Hier encore la cruauté s’est manifestée dans toute sa barbarie dans le quartier Cheikh Redouane, un des toponymes martyrs dans la cartographie de l’horreur qu’Israël fixe quotidiennement comme autant de plaies dans le corps de Ghaza.
Une mère fuyant avec la dernière énergie les «kill shots» d’un sniper israélien, sa petite fille dans les bras, puis s’affalant sur la chaussée devant les regards épouvantés de civils traqués.

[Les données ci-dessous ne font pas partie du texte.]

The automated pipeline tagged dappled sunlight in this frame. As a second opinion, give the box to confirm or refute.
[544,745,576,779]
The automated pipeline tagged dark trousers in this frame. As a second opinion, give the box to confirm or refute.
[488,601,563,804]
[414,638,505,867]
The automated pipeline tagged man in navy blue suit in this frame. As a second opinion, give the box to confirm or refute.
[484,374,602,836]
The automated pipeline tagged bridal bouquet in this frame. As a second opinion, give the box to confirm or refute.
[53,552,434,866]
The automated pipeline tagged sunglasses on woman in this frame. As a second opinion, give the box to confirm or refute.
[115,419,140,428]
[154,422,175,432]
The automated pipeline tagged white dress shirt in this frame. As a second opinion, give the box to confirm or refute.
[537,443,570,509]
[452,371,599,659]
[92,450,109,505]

Il a fallu à ces derniers se munir de leur réserve de courage et d’une misérable perche pour tirer l’enfant des bras désarticulés de la morte, en prenant le risque d’exposer leur vie dans ce champ de tirs sans limites où se défoulent les tireurs d’élite de la sinistre «Tsahal».
Les images, diffusées hier par la chaîne Al Jazeera, iront peut-être s’ajouter à la compilation des documents, fort nombreux, qui attestent des crimes de Netanyahu et sa clique de forcenés depuis cinq mois, et fournir une autre pièce à conviction au monde quant à ses fermes résolutions à encore tirer dans le tas palestinien.
Plus de deux semaines après le verdict platonique de la CIJ – plus haute juridiction de l’ONU nous dit-on – sommant l’Etat hébreu à «prévenir» tout acte ou incitation au génocide, le plan meurtrier de la task force, qui télécommande la machine à exterminer de Tel-Aviv, poursuit son œuvre sans l’ombre d’un état d'âme.
La communauté internationale continue, quant à elle, à faire ce qu’elle sait et peut le mieux : chercher ses mots les plus forts pour mieux s’offusquer et avoir bonne conscience. Les mises en garde en provenance des alliés les plus proches et les plus impliqués aux côtés de Tel-Aviv, depuis le début du cauchemar qui s’est abattu sur la population palestinienne, pleuvent ces derniers jours sur le bureau du Premier ministre israélien, qui s’apprête, tête baissée et oreilles bouchées, à foncer sur le dernier refuge territorial théoriquement consenti aux civils à Rafah.
Quitte à provoquer un énième bain de sang, Benyamin Netanyahu, aveuglé par la nécessité impérieuse pour sa maudite carrière politique de réaliser un succès militaire contre ce Hamas décidément plus résistant que prévu, tient à son délire meurtrier d’un assaut final avant le Ramadhan.
Il jure que parmi les centaines de milliers de Ghazaouis qui s’accrochent encore à la vie dans le sud de l’enclave, se dissimulent des brigades de combattants palestiniens et leurs chefs qu’il rêve de présenter en trophées de guerre à une opinion dont il a perdu depuis longtemps les faveurs. Comme auparavant fut juré qu’un QG du même Hamas se terrait au sous-sol de l’hôpital Al Shifa et d’autres lieux inoffensifs recueillant la détresse des civils. Qu’importe les avertissements des organisations humanitaires, les jugements des juridictions internationales, le concert des condamnations et les démarcations des parrains.
Qu’importe également que le voisin frontalier et «partenaire de paix» égyptien, dont les nerfs ne tiennent plus après 5 mois d’équilibrisme qui frise le renoncement, soit acculé à préparer ses troupes pour parer aux débordements de la guerre annoncée, et au déplacement chaotique et massif des populations dans ce Sinaï lorgné depuis toujours par le noyau dur messianique de l’Etat hébreu…
Après avoir assisté en spectateur à la guerre la plus meurtrière et la plus dévastatrice de l’histoire récente sur le nord de Ghaza, de l’avis même des expertises de l’ONU, avec des tueries sans précédent de femmes et d’enfants, une traque à mort des journalistes et l’anéantissement massif du patrimoine urbain, le monde s’apprête tout aussi complice ou impuissant à laisser faire à Rafah.
La guerre que mène Netanyahu depuis cinq mois est la plus dévastatrice de l’histoire récente sans doute, et ses victimes ne sont pas seulement les près de 30 000 morts palestiniens et leur terre violée.
Tout ce qu’a pu construire le monde comme valeurs humaines et concepts de droits est en train, lui aussi, de crouler sous les décombres à Ghaza.